Every four years, the crypto world gears up for what has historically been a very exciting time in the industry: the Bitcoin (BTC) halving. With the next halving set to take place next week, we reached out to the fintech industry to find out what impact the event would have on the crypto industry as well as the larger fintech landscape.
For those outside the crypto world, the Bitcoin halving may seem like a strange idea: why half how fast you can get something when it’s in such demand? This is a concept written into the cryptocurrency’s algorithm to counter inflation.
When Bitcoin was initially launched in 2009, every time a miner added a new block to the blockchain, they were rewarded with 50 BTC. However, this high reward was unsustainable going forward. Especially since it has a cap of 21 million, and the more people who want to mine it, the sooner it will reach this cap.
As a result, when approximately 210,000 blocks were added, Bitcoin underwent its first halving in November 2012. The reward for each block dropped to 25 BTC. Four years later in July 2016, the same event occurred, halving the reward once more to 12.5 BTC. Miners now get 6.25 BTC per successful addition to the blockchain after the May 2020 halving.
Currently, each successful reward is worth around £338,162, but if miners continued to get 50 BTC per addition, they would receive over £1,000,000.

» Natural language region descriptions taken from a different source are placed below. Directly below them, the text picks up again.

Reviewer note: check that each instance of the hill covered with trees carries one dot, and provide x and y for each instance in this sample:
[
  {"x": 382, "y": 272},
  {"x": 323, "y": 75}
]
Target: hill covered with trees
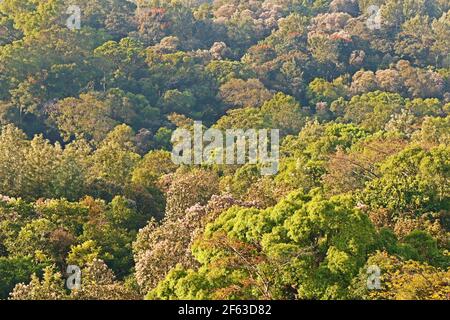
[{"x": 360, "y": 206}]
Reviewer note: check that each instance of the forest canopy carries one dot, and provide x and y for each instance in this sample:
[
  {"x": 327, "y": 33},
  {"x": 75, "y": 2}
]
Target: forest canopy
[{"x": 91, "y": 92}]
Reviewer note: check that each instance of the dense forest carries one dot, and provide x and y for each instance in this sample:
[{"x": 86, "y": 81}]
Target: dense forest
[{"x": 360, "y": 205}]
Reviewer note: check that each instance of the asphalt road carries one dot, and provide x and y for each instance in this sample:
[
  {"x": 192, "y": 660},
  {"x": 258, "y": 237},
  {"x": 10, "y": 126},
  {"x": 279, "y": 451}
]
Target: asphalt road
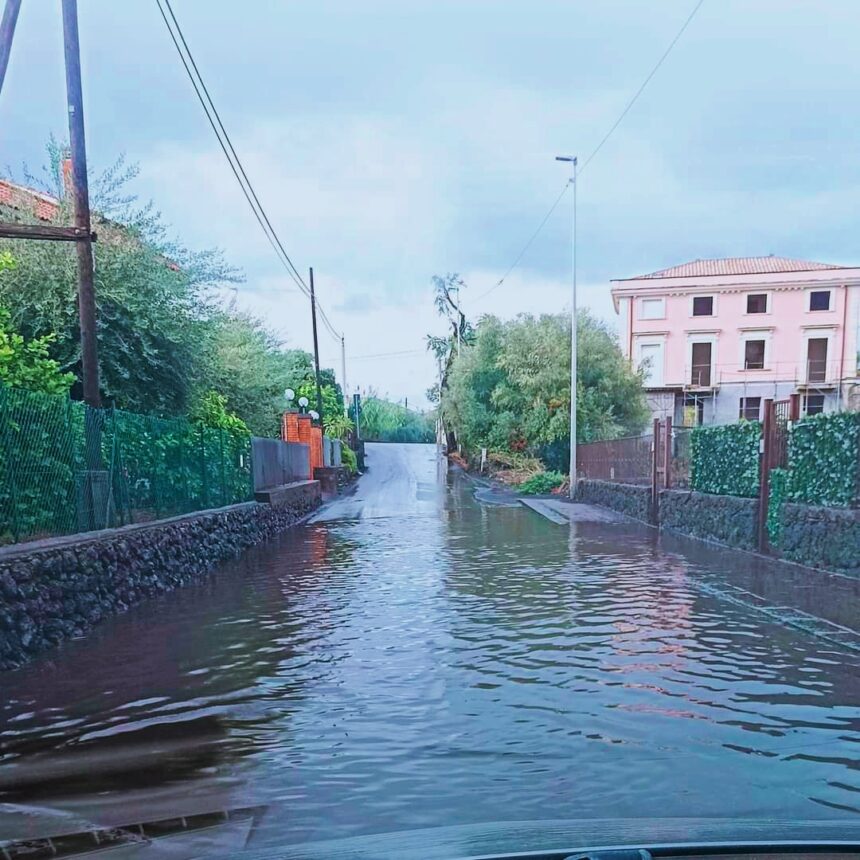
[{"x": 395, "y": 484}]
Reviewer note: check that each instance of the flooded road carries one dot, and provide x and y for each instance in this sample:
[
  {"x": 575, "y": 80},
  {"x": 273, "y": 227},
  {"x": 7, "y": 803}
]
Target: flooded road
[{"x": 415, "y": 658}]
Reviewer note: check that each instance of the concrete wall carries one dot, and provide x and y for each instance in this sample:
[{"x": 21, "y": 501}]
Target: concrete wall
[
  {"x": 821, "y": 537},
  {"x": 275, "y": 462},
  {"x": 54, "y": 589},
  {"x": 726, "y": 519},
  {"x": 631, "y": 499}
]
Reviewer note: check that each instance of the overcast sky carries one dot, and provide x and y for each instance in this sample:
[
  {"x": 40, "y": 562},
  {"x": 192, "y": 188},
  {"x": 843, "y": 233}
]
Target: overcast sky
[{"x": 391, "y": 141}]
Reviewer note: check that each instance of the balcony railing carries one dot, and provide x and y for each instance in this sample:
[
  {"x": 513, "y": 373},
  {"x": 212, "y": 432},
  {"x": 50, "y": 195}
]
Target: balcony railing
[{"x": 700, "y": 375}]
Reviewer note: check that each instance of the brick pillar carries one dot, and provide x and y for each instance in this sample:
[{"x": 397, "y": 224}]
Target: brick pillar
[
  {"x": 316, "y": 449},
  {"x": 290, "y": 427}
]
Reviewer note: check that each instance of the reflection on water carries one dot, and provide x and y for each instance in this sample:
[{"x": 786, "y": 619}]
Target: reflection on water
[{"x": 476, "y": 664}]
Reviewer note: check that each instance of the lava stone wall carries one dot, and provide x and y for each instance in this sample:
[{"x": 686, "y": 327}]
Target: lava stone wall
[
  {"x": 54, "y": 589},
  {"x": 726, "y": 519},
  {"x": 821, "y": 537},
  {"x": 631, "y": 499}
]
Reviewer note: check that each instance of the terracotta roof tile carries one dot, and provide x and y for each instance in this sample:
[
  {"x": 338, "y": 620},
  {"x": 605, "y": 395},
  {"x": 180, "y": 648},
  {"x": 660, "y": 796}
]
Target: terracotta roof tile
[
  {"x": 737, "y": 266},
  {"x": 41, "y": 205}
]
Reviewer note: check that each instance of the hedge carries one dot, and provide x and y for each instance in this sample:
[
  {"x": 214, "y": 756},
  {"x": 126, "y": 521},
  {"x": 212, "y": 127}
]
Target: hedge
[
  {"x": 779, "y": 480},
  {"x": 725, "y": 460},
  {"x": 824, "y": 460}
]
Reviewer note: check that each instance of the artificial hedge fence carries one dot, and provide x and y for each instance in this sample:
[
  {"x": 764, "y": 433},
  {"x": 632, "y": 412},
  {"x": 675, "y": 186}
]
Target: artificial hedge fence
[
  {"x": 778, "y": 489},
  {"x": 725, "y": 460},
  {"x": 824, "y": 460}
]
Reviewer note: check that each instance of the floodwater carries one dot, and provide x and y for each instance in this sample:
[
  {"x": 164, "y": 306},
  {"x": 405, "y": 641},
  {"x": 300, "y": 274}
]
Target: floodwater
[{"x": 415, "y": 657}]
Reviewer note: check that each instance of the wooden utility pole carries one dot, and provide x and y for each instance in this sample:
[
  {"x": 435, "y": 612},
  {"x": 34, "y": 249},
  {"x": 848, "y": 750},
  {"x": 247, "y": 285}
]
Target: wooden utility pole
[
  {"x": 7, "y": 32},
  {"x": 316, "y": 345},
  {"x": 766, "y": 447},
  {"x": 343, "y": 375},
  {"x": 81, "y": 198}
]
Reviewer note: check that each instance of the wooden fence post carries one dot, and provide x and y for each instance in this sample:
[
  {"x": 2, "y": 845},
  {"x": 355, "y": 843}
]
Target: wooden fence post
[
  {"x": 766, "y": 455},
  {"x": 667, "y": 455},
  {"x": 793, "y": 407},
  {"x": 655, "y": 490}
]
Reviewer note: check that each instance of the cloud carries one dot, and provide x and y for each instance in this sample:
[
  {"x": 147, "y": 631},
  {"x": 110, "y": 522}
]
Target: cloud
[{"x": 357, "y": 303}]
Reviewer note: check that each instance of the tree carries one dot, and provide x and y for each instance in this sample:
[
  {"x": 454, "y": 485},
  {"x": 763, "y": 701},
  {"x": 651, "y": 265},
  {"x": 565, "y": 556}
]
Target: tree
[
  {"x": 27, "y": 363},
  {"x": 445, "y": 348},
  {"x": 509, "y": 389},
  {"x": 153, "y": 295},
  {"x": 165, "y": 339},
  {"x": 385, "y": 421},
  {"x": 212, "y": 411}
]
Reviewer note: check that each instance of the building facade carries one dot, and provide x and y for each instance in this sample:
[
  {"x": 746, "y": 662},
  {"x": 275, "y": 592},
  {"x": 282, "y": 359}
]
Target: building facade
[{"x": 715, "y": 338}]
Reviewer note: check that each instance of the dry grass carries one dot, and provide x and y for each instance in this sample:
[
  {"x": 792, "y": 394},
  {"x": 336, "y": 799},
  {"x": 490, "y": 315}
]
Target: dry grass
[{"x": 512, "y": 468}]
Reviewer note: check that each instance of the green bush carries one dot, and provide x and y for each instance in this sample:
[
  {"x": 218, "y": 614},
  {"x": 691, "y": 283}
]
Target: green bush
[
  {"x": 779, "y": 480},
  {"x": 725, "y": 460},
  {"x": 824, "y": 460},
  {"x": 155, "y": 467},
  {"x": 543, "y": 482},
  {"x": 348, "y": 459}
]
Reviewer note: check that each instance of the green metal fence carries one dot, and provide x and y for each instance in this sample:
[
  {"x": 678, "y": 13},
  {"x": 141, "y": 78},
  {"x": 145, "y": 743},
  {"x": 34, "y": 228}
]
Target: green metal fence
[{"x": 65, "y": 467}]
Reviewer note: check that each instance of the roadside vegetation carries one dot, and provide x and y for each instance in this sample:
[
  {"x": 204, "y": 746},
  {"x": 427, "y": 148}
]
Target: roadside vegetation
[
  {"x": 168, "y": 340},
  {"x": 385, "y": 421},
  {"x": 505, "y": 388}
]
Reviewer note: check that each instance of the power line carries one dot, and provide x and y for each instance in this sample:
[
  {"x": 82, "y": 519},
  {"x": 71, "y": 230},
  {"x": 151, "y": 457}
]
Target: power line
[
  {"x": 598, "y": 147},
  {"x": 235, "y": 162},
  {"x": 641, "y": 88},
  {"x": 528, "y": 244},
  {"x": 387, "y": 354}
]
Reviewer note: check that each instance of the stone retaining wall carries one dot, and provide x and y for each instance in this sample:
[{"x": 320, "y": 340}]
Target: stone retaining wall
[
  {"x": 631, "y": 499},
  {"x": 821, "y": 537},
  {"x": 54, "y": 589},
  {"x": 726, "y": 519}
]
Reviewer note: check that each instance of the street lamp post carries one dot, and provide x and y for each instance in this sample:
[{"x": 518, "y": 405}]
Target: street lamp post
[{"x": 570, "y": 159}]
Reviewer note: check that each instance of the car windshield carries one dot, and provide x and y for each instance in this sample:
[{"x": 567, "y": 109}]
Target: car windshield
[{"x": 494, "y": 545}]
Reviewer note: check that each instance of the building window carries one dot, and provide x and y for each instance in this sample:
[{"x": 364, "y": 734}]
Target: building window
[
  {"x": 694, "y": 411},
  {"x": 813, "y": 404},
  {"x": 754, "y": 355},
  {"x": 750, "y": 408},
  {"x": 816, "y": 359},
  {"x": 703, "y": 306},
  {"x": 652, "y": 309},
  {"x": 700, "y": 371},
  {"x": 651, "y": 362},
  {"x": 757, "y": 303},
  {"x": 819, "y": 300}
]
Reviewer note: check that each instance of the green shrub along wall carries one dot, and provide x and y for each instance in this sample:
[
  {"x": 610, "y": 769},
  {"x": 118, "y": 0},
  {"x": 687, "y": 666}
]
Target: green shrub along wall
[
  {"x": 778, "y": 488},
  {"x": 824, "y": 460},
  {"x": 725, "y": 460}
]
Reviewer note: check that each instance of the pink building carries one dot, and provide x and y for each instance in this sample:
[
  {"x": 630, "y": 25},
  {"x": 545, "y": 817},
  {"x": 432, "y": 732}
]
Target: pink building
[{"x": 717, "y": 337}]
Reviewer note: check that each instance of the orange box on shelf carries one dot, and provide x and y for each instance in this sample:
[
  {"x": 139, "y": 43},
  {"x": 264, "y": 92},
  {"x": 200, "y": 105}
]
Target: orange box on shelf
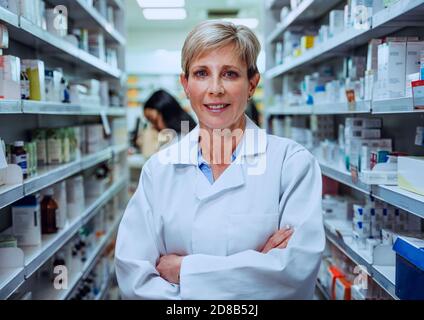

The halving happening next week will likely see each addition to the blockchain receiving 3,125 BTC going forward.
Price increase is on the way
In 2016 and 2020, the halving caused huge price increases with the crypto’s value increasing by 194 per cent (£170-£500) and 100 per cent (£4,000 to £8,000) respectively.
Based on past events, next week’s Bitcoin halving will likely send the price of the crypto soaring. Commenting on this, John Roy, managing director of technology at Water Tower Research, the investor relations platform, said: With Bitcoin holding above $70,000 and an upcoming halving event poised to slow Bitcoin’s growth, ETFs from major financial companies such as iShares , Fidelity, Franklin, and ARK saw significant interest.
“This interest is heightened by the declining supply of bitcoins, which are moving closer to the limit of 21 million worldwide, with about 19 million currently in circulation. While previous halving events have not directly caused a price spike, the halving process is attracting significant attention as an impending event, highlighting the scarcity of Bitcoin. This expected scarcity, combined with the approaching 21 million limit, indicates a potential for an upward price movement.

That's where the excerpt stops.